American styles tend less toward conciseness than to verbosity, or at least toward adding a few extra words to make the thought complete, or at least perfectly clear. We need much more work along these lines of analyzing the language patterns of American culture.
Each line in my current example adds three extra syllables culminating in an unstressed syllable once known as the "feminine ending" (Gerald Sanders, "A Poetry Primer," Holt, Rinehart & Winston, 1935, 1965, page 47), but here used to indicate the indeterminate nature of the internet. As you can see, these last three syllables carry the burden of the entire poem within them in a way that the last two syllables of classic sonnets rarely do. Whatever you think about this (and please let me know), I hope you like the poem.

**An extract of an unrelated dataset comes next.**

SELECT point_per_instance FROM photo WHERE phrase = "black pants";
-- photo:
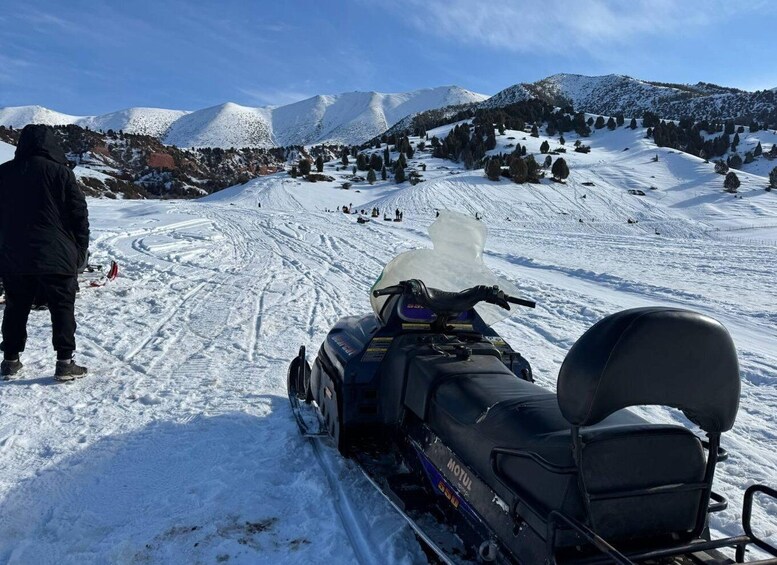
(60, 293)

A Permutation Chart for Network Conversation
An American Sonnet
November 16-24, 2011
Are we engaged in Ivy-League-like interaction,
two students swapping notes but yearning for connection?
Or is it more like cleverly discreet flirtation
that trends relentlessly toward market-place seduction?
Our fears on one side call it vain, unwise temptation,
without a single justifying explanation,
where even kindred souls fear ruthless exploitation,
and downward slopes can reek with rueful aggravation.
Our will-to-live, however, craves a new creation,
the timeless, subtle tingle of a fresh translation,
enabling us to craft a better explanation
that recreates our world with new anticipation.
Inquiry sharpens our awareness of these questions;
our choices thus informed will shape our destinations.